Palais Garnier Opera House, Paris

Charles Garnier designed the Opéra de Paris, completed in 1875 at the height of the Second Empire. Napolean III envisioned a temple to the arts as the pinnacle of a modern movement. Baron Haussmann tore down significant portions of Paris to introduce modern avenues, uniform 6-story mixed living units, and grand civic centers. The opera was meant to be a world center for lofty artistic pursuits, which only the upper class could access, and as such was an architectural wonder of the age.

Appeal To Tradition – This was a new age for art and Modernism was in full swing. Impressionism, Symbolism, and Realism communicated in a new way. Nobody appreciated the sentimental old style. But Garnier rejected Modernism and modeled the opera house with the axis floorplan of a church and the lavish pomp of a palace.

Garnier’s travels and intense study of Greek and Roman classics is evident in his Théâtre National de l’Opéra. The the beaux-arts school taught him to mix historic symbols of the higher arts with modern building technology, with divergent results. Symmetry and concentric radial forms within rectangular frames are classic principles which Garnier expertly used. The geometric exercise of a circular theater within a rectangular form is especially tricky as the straight city streets press upon the building on all sides and the front plaza impress the building’s geometry into its surroundings.

The front facade is articulated with a piano-nobile loggia of columns that references the Louvre. Garnier references other works in this facade, including Palladio’s Vicenz town hall, Versailles, and the Aile Lescot. Six types of stone and a variety of wood and precious metals recall the color and grand scene of Classical temples. Garnier intended this to inspire a “variety of outfits” in a “quivering” crowd. An excited audience “which observes and knows itself observed.” A dominant red color, particularly in soft velvet interior materials, brought out the ladies’ blushing low neckline, Garnier said, a tapestry of beauty.

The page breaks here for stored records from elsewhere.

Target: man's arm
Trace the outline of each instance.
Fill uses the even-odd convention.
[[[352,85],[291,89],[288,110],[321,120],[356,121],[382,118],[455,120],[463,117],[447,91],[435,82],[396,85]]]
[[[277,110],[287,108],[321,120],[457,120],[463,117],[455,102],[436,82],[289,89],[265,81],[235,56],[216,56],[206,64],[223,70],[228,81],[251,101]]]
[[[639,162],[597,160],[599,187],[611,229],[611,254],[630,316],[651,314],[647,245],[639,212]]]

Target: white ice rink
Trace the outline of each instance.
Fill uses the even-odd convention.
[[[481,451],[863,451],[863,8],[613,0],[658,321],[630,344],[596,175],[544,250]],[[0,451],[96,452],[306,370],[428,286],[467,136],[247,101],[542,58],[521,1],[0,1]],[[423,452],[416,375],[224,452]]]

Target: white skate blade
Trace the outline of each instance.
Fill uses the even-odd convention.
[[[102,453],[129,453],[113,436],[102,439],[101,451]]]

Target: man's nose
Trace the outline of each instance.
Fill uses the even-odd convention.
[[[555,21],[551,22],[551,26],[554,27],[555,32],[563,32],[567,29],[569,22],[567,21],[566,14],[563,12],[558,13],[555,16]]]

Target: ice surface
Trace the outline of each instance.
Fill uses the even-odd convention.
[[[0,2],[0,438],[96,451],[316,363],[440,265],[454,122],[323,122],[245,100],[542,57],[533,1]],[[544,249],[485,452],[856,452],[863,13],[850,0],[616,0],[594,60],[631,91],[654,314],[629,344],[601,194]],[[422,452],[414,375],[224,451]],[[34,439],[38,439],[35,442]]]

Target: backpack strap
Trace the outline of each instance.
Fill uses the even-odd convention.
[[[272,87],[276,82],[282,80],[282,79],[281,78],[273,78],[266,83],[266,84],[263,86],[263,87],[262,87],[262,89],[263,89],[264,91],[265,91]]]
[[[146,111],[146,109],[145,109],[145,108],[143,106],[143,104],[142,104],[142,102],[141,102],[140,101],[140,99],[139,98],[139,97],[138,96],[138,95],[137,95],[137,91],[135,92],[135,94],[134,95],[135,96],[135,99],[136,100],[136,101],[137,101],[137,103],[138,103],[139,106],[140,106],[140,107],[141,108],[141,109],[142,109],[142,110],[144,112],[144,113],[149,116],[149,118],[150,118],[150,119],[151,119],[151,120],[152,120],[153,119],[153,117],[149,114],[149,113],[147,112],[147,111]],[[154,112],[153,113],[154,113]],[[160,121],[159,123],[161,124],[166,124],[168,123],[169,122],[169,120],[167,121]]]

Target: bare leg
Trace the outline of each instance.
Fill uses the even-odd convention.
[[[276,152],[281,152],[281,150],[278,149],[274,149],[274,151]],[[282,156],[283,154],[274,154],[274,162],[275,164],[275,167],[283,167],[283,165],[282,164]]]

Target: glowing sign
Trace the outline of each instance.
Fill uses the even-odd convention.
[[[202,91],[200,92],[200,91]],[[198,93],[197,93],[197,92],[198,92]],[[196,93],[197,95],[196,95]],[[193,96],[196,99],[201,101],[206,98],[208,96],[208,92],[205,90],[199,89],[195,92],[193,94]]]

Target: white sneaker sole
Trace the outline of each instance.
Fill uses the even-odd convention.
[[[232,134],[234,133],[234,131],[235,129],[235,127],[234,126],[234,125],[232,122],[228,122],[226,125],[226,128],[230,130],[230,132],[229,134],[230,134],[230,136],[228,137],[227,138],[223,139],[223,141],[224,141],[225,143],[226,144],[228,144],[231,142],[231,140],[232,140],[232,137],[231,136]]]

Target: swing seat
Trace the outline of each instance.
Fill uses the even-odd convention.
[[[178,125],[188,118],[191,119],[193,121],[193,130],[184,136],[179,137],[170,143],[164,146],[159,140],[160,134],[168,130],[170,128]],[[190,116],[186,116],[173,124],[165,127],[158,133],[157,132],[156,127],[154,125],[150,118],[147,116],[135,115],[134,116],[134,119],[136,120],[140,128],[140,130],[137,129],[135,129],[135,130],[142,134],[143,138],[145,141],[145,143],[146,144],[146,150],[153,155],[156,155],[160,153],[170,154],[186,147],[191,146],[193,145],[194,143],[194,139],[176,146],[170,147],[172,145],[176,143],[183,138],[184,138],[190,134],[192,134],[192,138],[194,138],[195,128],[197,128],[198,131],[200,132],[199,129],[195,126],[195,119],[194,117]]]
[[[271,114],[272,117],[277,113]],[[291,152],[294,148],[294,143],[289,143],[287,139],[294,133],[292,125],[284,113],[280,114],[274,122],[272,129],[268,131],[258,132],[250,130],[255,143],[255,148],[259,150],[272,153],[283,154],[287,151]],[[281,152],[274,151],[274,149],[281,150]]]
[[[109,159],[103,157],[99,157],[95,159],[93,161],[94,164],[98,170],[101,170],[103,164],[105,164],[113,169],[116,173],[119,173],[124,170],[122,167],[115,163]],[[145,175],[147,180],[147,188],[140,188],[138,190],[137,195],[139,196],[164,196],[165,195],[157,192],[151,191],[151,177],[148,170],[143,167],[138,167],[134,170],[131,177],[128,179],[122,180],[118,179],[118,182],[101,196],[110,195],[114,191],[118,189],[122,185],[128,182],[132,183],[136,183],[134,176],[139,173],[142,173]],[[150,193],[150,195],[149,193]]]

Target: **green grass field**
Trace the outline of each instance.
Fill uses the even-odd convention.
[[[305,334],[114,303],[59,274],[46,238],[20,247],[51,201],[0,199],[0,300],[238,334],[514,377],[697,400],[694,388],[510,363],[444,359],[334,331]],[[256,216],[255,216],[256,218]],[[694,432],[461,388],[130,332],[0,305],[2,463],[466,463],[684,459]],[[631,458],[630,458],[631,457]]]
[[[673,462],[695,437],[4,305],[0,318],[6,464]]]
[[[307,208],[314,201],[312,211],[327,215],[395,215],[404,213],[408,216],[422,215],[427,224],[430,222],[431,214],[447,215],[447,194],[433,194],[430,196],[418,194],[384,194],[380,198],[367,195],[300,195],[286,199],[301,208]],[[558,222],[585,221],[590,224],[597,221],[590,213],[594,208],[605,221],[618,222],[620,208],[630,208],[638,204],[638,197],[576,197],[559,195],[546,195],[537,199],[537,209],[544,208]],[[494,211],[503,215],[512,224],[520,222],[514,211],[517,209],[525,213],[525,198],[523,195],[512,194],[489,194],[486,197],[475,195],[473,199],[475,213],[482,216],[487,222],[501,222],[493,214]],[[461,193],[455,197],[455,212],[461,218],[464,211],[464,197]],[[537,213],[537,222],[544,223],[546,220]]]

Dramatic Aesthetic – Garnier put early emphasis on easy circulation. A hierarchy of circulation paths range from grand front entrance steps, tall central lobby, and low dim hallways. Each path is celebrated as a new event and opportunity for social interaction. Dramatic statues of mythological gods and paintings of heavenly scenes attend these events and inspire fantasy in human to human interaction.

Gaston Leroux described the dramatic effect of the opulent drama:

“In the orchestra stalls, the drugget covering them looked like an angry sea, whose glaucous waves had been suddenly rendered stationary by a secret order from the storm phantom… They made for the left boxes, plowering their way like sailors who leave their ship and try to struggle to the shore. The eight great polished columns stood up in the dusk like so many huge piles supporting the threatening, crumbling, big-bellied cliffs, whose layers were represented by the circular, parallel, waving lines of the balconies of the grand, first and second tiers of boxes. At the top, right on top of the cliff, lost in M. Lenepveu’s copper ceiling, figures grinned and grimaced, laughed and jeered… And yet these figures were usually very serious. Their names were Isis, Amphitrite, Hebe, Pandora, Psyche, Thetis, Pomona, Daphne, Clytie, Galatea and Arethusa. Yes, Arethusa herself and Pandora, whom we all know by her box, looked down…”

The interior’s 30,000 Franc, 6 ton chandelier was unprecedented for its time. Critics complained that it obstructed views and provided a central light that was too bright and disturbed many. Criticism turned to urban legend in 1896 when a counter-weight failed and the chandelier fell, killing one person. But the views, safety, and acoustics of the theater room were not the main concerns of design. It was the rich Baroque decorations and lavish sculpture work of historical artists and a Neoclassic style, stretched to the limits, the cohesion of modern rationalism and technology, historical values and social oppression that kept the crowds coming. The opera house is a museum of human mythology come alive.

Gloom – Modernism could not be kept out. The circular celing above the chandelier was replaced in 1964 with a crappy painting by Marc Chagall. Still, otherwise the building has kept its plush, gloomy atmosphere that has become a trademark of what many call Gothic. If architecture is the means of social control and personal artistic revelation, this is certainly one of the greatest works of architecture ever created.